The World Cup of soccer opens play Sunday, but the virtue signalling by social justice warriors has been in full song for weeks, if not months.
The venue for this World Cup is Qatar, a tiny oil-rich state in the Middle East whose desert climate has required the event to be held, uncharacteristically, in late autumn/early winter instead of its traditional summer timing.
Qatar landed the World Cup, soccer’s world championship contested every four years, the old-fashioned way, by spending copious amounts of money. And some neophytes gasp in mock horror that sports can be bought.
The reworking of the calendar has allowed broadcaster Fox to hit us with ads featuring Santa Claus hearing from a young fan who would forego Christmas presents if only the U.S. Men could claim gold.
For the uninitiated, that would be about as likely as the Cleveland Browns winning the Super Bowl, or the Pirates winning another World Series championship. Santa better get busy making presents to give to that fictional kid.
Maybe he could give him a U.S. men’s jersey, one with a patch eschewing the traditional red, white and blue stripes in favor of a rainbow array, the better to stand in solidarity with all things gay.
Qatar, you see, is intolerant on gay rights.
I know what you’re thinking.

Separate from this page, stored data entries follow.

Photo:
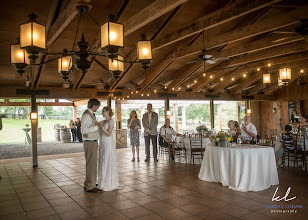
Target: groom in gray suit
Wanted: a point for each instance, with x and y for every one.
(150, 122)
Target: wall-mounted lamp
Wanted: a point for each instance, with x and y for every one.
(33, 115)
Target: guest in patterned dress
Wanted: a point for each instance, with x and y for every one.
(134, 126)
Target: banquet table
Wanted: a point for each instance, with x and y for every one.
(185, 142)
(240, 167)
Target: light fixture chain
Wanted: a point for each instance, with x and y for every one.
(77, 30)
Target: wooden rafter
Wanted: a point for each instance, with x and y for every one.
(274, 52)
(228, 13)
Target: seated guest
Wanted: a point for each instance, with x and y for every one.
(168, 133)
(287, 140)
(238, 129)
(303, 123)
(248, 131)
(293, 119)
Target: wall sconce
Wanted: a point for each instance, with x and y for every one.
(33, 115)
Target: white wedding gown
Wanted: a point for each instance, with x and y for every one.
(107, 161)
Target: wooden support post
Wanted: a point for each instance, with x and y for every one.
(167, 107)
(176, 117)
(118, 114)
(109, 101)
(34, 132)
(75, 112)
(212, 113)
(183, 118)
(219, 116)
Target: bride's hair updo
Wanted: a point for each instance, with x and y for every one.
(108, 109)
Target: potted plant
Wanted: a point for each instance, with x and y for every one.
(222, 139)
(202, 129)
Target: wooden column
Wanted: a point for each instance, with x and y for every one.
(219, 116)
(118, 114)
(166, 107)
(176, 117)
(212, 113)
(75, 112)
(109, 101)
(184, 118)
(34, 133)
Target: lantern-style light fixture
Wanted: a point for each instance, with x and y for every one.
(285, 74)
(116, 66)
(32, 37)
(112, 36)
(144, 52)
(266, 79)
(19, 58)
(64, 65)
(33, 115)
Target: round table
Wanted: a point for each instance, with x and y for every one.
(240, 167)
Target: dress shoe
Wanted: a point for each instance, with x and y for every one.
(95, 190)
(86, 188)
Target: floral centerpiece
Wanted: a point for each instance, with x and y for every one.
(202, 129)
(222, 138)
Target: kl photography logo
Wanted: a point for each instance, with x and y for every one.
(287, 208)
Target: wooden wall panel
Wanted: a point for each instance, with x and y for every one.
(266, 117)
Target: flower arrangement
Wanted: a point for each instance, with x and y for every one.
(201, 128)
(222, 136)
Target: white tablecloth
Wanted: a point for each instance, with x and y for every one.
(242, 168)
(186, 143)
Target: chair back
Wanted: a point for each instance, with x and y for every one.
(195, 141)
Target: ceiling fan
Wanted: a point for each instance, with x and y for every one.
(207, 58)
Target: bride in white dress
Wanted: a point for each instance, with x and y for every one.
(107, 162)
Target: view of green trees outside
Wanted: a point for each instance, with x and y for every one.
(18, 117)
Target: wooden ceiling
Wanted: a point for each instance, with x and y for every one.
(250, 33)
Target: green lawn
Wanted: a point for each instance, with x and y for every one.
(12, 129)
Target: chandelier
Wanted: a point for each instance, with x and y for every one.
(32, 42)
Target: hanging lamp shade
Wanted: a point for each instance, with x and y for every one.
(266, 78)
(32, 37)
(19, 58)
(285, 74)
(144, 52)
(112, 36)
(116, 66)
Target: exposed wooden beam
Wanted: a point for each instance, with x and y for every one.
(150, 13)
(133, 54)
(38, 103)
(275, 52)
(258, 75)
(87, 93)
(230, 12)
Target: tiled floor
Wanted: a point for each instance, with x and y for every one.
(160, 190)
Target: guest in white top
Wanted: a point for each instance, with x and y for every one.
(248, 131)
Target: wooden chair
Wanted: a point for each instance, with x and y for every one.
(289, 153)
(196, 148)
(178, 150)
(300, 153)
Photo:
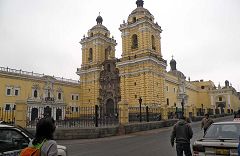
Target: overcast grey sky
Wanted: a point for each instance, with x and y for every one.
(43, 35)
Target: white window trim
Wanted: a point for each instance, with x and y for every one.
(33, 93)
(11, 106)
(18, 89)
(11, 91)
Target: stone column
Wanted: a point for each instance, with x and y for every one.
(21, 113)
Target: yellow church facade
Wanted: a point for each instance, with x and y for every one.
(108, 81)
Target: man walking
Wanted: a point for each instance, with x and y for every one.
(206, 122)
(181, 134)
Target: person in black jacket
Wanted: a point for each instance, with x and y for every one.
(181, 134)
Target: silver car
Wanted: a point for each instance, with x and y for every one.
(221, 138)
(15, 138)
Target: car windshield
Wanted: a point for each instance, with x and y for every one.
(226, 130)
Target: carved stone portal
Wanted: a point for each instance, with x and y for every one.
(109, 92)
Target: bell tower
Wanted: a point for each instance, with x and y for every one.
(97, 47)
(141, 67)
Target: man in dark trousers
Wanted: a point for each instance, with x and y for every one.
(181, 134)
(206, 122)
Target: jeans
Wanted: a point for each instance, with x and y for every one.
(183, 147)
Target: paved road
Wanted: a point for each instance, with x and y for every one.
(147, 143)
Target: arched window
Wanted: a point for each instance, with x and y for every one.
(134, 19)
(59, 96)
(90, 55)
(106, 54)
(35, 93)
(153, 43)
(134, 41)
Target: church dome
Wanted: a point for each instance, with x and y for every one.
(139, 13)
(99, 28)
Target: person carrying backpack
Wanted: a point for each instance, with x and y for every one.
(43, 143)
(181, 134)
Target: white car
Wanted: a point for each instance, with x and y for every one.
(221, 138)
(15, 138)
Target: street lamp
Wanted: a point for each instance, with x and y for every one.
(182, 103)
(140, 104)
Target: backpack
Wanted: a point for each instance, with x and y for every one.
(34, 150)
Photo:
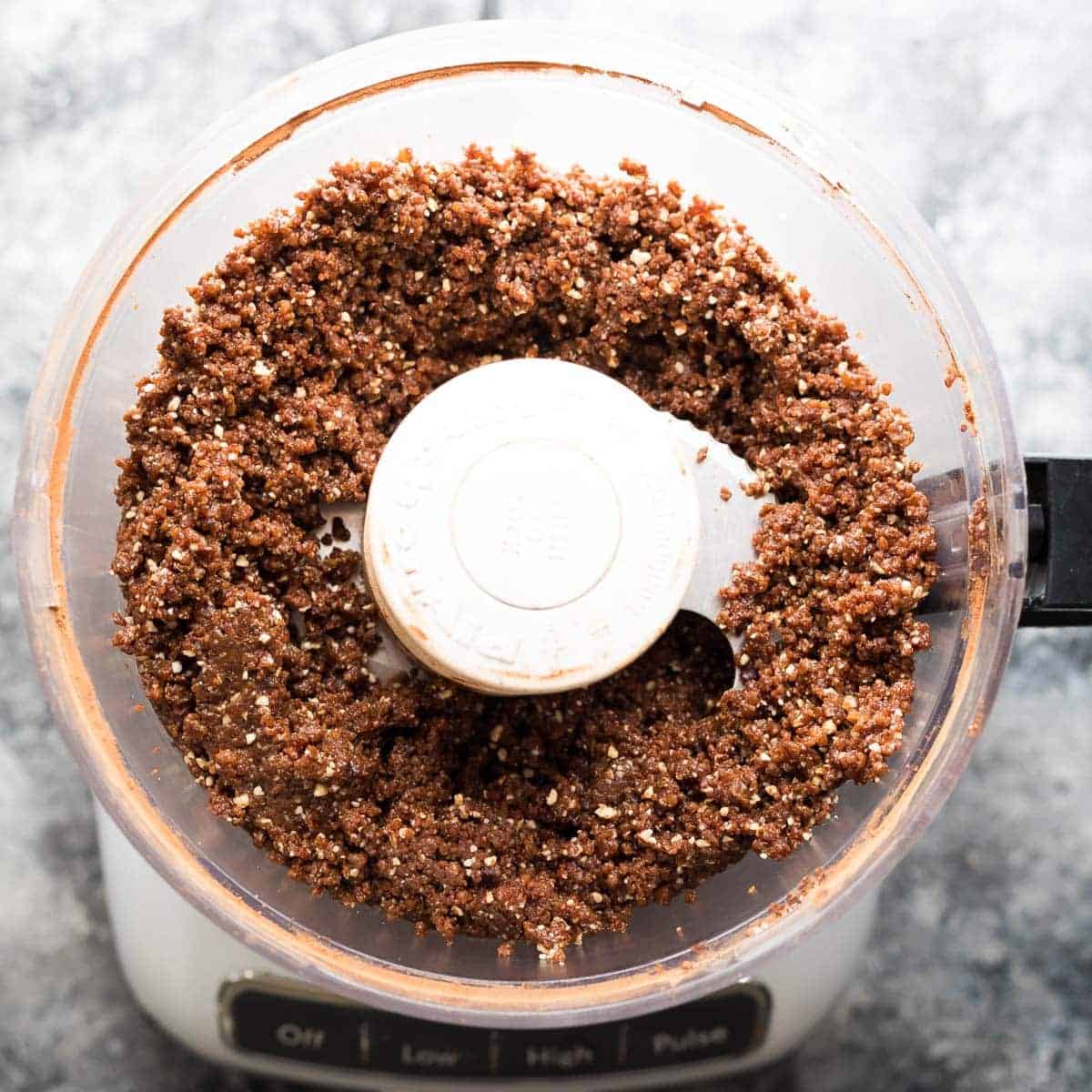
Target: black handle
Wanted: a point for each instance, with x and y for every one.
(1058, 590)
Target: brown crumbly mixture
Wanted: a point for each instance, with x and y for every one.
(544, 818)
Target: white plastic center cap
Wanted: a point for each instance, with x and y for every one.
(536, 523)
(532, 527)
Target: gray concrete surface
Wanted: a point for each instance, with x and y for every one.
(981, 976)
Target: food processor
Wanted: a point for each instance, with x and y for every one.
(246, 966)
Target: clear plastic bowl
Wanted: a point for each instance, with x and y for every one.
(572, 96)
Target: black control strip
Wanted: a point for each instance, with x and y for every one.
(278, 1018)
(1058, 590)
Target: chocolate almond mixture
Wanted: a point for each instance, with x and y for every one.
(541, 819)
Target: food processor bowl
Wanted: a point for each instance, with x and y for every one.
(573, 96)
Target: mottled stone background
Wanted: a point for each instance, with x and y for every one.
(982, 976)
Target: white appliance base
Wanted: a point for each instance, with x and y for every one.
(177, 964)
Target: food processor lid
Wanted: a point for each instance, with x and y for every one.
(533, 525)
(707, 119)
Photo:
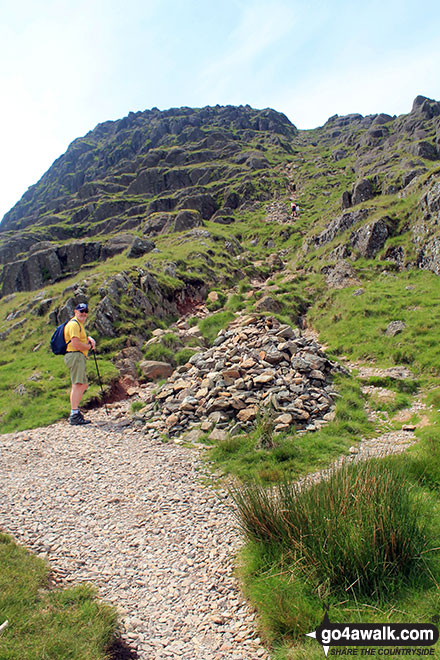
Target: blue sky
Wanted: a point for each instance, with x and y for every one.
(67, 65)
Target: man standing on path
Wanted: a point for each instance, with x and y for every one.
(78, 346)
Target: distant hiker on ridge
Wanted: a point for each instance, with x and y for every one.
(295, 208)
(78, 346)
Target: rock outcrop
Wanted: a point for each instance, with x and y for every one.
(255, 366)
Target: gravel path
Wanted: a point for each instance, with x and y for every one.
(130, 514)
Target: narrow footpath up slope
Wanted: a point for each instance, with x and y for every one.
(137, 517)
(130, 514)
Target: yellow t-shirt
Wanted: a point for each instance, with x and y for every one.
(74, 329)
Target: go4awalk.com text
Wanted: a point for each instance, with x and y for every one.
(363, 639)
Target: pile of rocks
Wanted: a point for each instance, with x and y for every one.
(255, 365)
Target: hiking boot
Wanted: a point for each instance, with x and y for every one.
(77, 419)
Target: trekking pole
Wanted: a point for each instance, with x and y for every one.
(100, 381)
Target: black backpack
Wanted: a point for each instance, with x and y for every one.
(57, 342)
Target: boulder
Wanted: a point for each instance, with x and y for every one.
(153, 370)
(394, 328)
(139, 247)
(371, 238)
(187, 220)
(204, 204)
(425, 150)
(340, 275)
(340, 224)
(362, 191)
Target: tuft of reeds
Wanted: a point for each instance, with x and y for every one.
(359, 531)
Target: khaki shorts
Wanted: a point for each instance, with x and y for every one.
(76, 362)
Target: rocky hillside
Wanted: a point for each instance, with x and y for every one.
(150, 173)
(145, 216)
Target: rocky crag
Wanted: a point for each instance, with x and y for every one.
(152, 212)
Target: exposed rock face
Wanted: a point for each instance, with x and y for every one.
(362, 191)
(161, 154)
(371, 238)
(254, 365)
(340, 275)
(340, 224)
(49, 265)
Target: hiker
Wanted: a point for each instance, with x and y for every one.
(78, 346)
(295, 209)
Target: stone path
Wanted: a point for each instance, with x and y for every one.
(130, 514)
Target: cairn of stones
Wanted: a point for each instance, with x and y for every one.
(255, 366)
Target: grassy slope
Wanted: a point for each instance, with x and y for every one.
(64, 624)
(351, 326)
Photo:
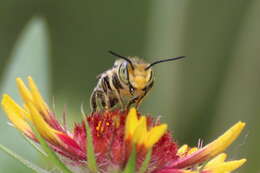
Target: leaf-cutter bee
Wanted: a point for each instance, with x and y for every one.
(126, 83)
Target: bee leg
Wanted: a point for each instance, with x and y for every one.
(140, 99)
(93, 101)
(104, 99)
(132, 101)
(119, 98)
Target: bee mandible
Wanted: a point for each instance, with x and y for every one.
(125, 84)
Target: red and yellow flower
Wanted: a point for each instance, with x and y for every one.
(114, 134)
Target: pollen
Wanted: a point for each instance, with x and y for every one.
(98, 126)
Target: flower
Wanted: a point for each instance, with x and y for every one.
(116, 134)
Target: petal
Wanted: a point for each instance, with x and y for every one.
(38, 100)
(24, 91)
(131, 123)
(42, 127)
(217, 160)
(212, 149)
(140, 133)
(155, 134)
(16, 115)
(225, 167)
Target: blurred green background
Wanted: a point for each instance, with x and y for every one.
(63, 45)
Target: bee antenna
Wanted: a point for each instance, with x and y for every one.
(164, 60)
(123, 57)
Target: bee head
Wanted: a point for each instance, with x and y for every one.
(136, 73)
(133, 72)
(139, 77)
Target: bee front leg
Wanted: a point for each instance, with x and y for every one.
(120, 99)
(104, 99)
(132, 101)
(140, 98)
(93, 101)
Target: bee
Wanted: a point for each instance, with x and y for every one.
(125, 84)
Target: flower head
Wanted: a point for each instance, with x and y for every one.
(115, 134)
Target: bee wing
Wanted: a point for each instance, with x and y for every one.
(99, 76)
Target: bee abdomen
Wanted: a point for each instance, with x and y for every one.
(116, 83)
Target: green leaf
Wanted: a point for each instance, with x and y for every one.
(25, 162)
(130, 167)
(50, 154)
(91, 158)
(146, 161)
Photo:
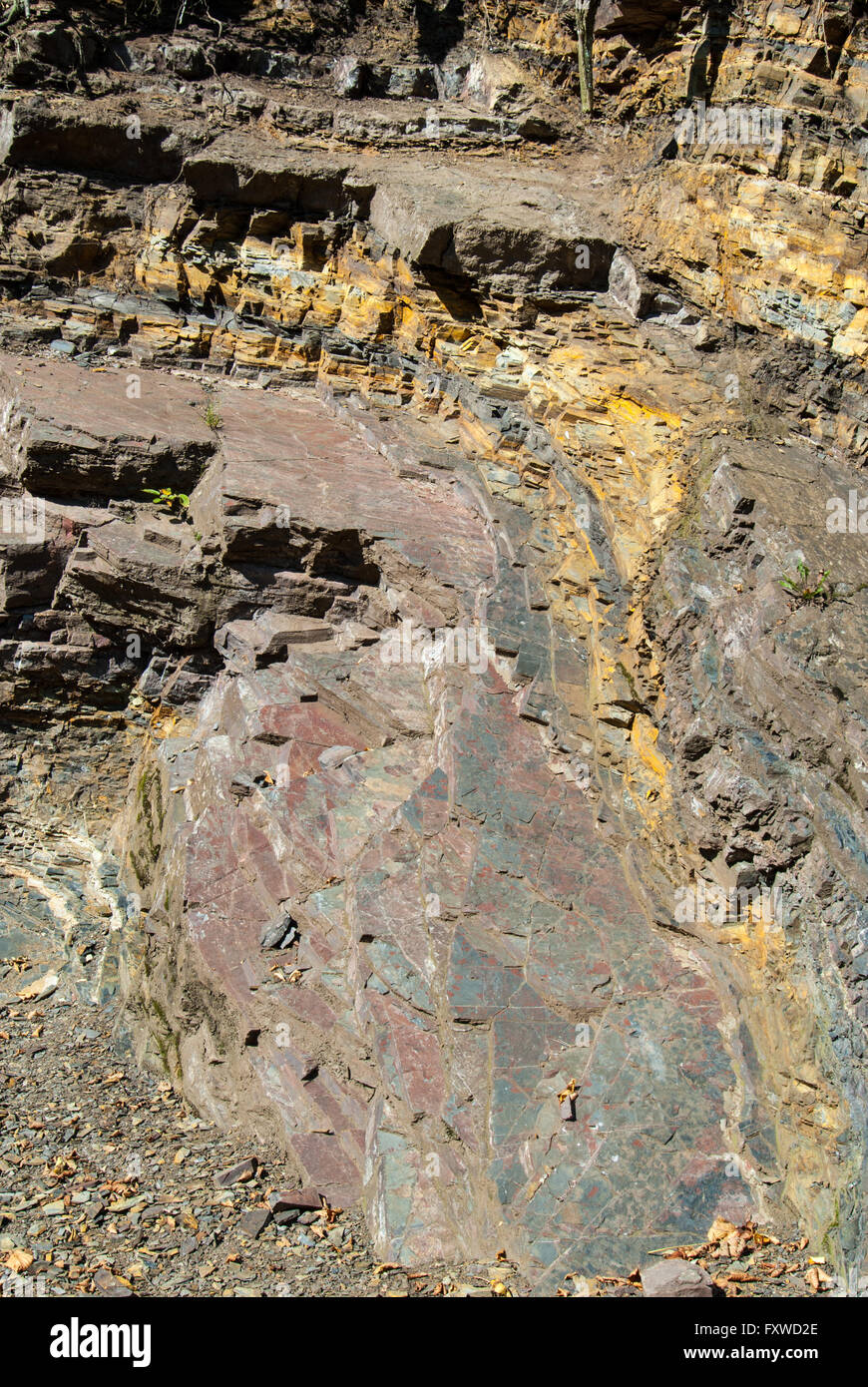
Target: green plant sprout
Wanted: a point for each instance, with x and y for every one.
(171, 501)
(801, 589)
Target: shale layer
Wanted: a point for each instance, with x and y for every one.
(381, 775)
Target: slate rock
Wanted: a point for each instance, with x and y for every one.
(675, 1277)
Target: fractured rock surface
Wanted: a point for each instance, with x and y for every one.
(373, 779)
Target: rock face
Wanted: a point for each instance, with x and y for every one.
(472, 779)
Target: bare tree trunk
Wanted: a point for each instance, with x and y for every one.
(586, 11)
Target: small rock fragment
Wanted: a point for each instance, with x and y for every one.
(675, 1277)
(235, 1173)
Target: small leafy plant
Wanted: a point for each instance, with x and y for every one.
(801, 587)
(175, 502)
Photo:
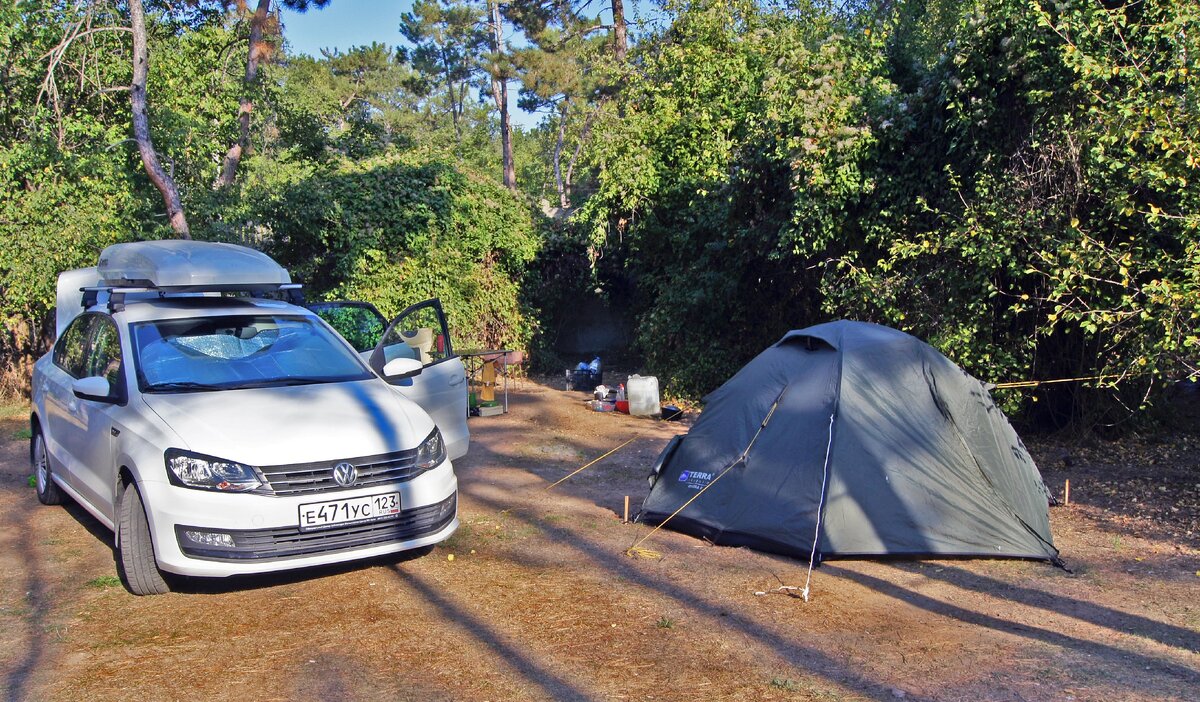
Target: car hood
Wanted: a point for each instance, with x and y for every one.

If the U.S. men felt so strongly about this issue, why not just refuse to go and play there? It’s not like they would be sacrificing anything other than the right to display yet again how weak our men are on the world soccer stage, despite the spending of copious amounts of money and the spilling of countless gallons of ink to insist otherwise.
Yes, boycotting this Qatar World Cup would be making a serious statement. Instead, we get an example of virtue signalling while ignoring the problem, or more correctly not doing anything concrete about it.
The whiners in general are outraged, claiming this might be the most absurd sporting venue since Nazi Germany hosted the 1936 Olympics.
Qatar’s purported sins are mistreatment of non-native workers, corrupt obtaining of the World Cup, and killing the climate by pumping that vile oil from its sands.
You know, oil, the lubricant of the world’s economy that climate crazies have deemed to be a poison that cannot be used because maybe its burning and/or production harms the climate. Or maybe not.
All that could be tolerated, but now Qatar has gone and done it by banning beer sales in and around the stadiums for cultural reasons.
Just as oil fuels world economies, so it is that beer fuels sports, both in terms of fan consumption and advertising support.
Maybe our U.S. Men might want to substitute uniform patches bearing beer mugs for those rainbow examples.
That would be some virtue signalling most sports fans could support.